For maximum power transfer, the harvester needs to operate at the resonance. However, as we scale down the size of harvester the resonance frequency continues to increase. Thus, the challenge has been to design structures on the size of a few mm in diameter exhibiting resonance frequency in the range of 10–100 Hz. This is the desired frequency range for most of the kinetic energy harvesters.
The second factor that controls the magnitude of power is volume of the active material. Maximizing the active material volume, while meeting the other structural criterion, such as mechanical strength, resonance frequency and volume of the device, has been another challenge. Depending upon the mechanism, such as piezoelectric, electromagnetic or electrostatic, the operation mode and structure of the harvester is critical in gaining higher efficiencies.
Research has been conducted on all these fronts. Our own results show that arc-shaped beams arranged in a spiral-type configuration are able to lower the resonance frequency dramatically. By designing non-linear structures in both electromagnetics and piezoelectrics, higher bandwidth has been obtained. New processes such as aerojet deposition and 3D printing allow thicker films to be grown on the desired substrates with reduced patterning steps. As this progress continues and university and industry partnerships are built, we will start to see practically relevant solutions.
3. What methods/systems/processes have proven to be the most promising?
It depends upon the mechanism. For example, in electromagnetics, four-bar structures and double-magnet levitation-based harvesters have shown good results. In piezoelectric systems, non-linear cantilever-based structures have provided good bandwidth and power density. Advanced manufacturing techniques are going to be highly relevant in mass manufacturing of these structures, as it requires complex heterogeneous assembly across varying length scales.
4. How are textile substrates (or textiles, generally, because there are conductive fibers that can be woven into e-textiles) figuring into the research? There are textile properties—lightweight, flexible, wearable—that can be engineered using a variety of materials – but maybe I’m missing others that are important?

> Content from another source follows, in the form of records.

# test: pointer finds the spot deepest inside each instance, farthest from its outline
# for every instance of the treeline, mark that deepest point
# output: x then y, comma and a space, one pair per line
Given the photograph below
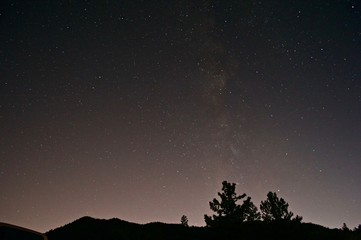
229, 213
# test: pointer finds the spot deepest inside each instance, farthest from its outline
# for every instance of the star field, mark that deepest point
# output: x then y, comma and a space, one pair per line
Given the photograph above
140, 109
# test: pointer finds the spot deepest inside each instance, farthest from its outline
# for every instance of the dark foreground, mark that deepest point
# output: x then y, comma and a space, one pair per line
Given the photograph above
88, 228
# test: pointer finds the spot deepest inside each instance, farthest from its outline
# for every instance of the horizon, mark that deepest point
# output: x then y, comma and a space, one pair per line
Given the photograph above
139, 111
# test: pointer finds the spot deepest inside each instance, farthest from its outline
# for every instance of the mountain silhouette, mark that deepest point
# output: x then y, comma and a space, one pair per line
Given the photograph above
88, 228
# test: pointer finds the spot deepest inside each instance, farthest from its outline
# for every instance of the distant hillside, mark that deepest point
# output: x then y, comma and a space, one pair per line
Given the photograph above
88, 228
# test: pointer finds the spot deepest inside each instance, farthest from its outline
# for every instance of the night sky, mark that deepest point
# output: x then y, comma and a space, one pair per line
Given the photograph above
140, 109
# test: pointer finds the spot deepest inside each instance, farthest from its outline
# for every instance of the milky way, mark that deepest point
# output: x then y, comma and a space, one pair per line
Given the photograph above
140, 109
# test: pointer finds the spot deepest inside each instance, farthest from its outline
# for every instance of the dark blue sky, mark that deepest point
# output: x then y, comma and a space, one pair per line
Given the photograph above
140, 109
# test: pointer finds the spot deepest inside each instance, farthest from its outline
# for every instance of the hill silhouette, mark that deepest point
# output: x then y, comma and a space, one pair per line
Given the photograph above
115, 229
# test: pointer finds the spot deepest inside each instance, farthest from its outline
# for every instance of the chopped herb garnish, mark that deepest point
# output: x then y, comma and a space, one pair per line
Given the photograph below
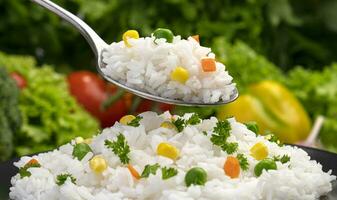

Kinetic energy harvesting from textiles is a bit more complicated as one has to develop harvesting architectures within the conformal package. Mostly these architectures are off-resonance devices that rely on simple bending or stress pulses. This presents a challenge in designing circuits that can efficiently transfer the generated electric energy into storage components, such as a capacitor or battery. Macrofiber composites and metal–MEMS (micro-electro-mechanical systems) are some approaches that have been experimented with. However, going forward, more research is required on developing nanoscale-based approaches, such as core-shell magnetoelectric fibers, self-poled structures and on developing flexible energy harvesting circuits with high efficiency.
5. There’s quite a lot of interest in the fashion and design world in kinetic energy harvesting. How might this world and the world of industrial applications intersect? Is there much sharing of research?
Kinetic energy harvesting refers to the conversion of dynamic stresses into electric signal. Kinetic energy harvesters mostly utilize the same principles on smaller or larger scales. However, most of the large-scale systems are based upon electromagnetics and use either a moving magnet-coil arrangement or an electromagnetic generator. At small scales we have many choices for kinetic energy harvesting, such as piezoelectric, electrostatic, electrets, elastomers and electromagnetics.
This research area is continuously growing and organizations such as the National Science Foundation Industry – University Collaborative Research Center “Center for Energy Harvesting Materials and Systems” (CEHMS) are providing avenues for transition from laboratory development into industry.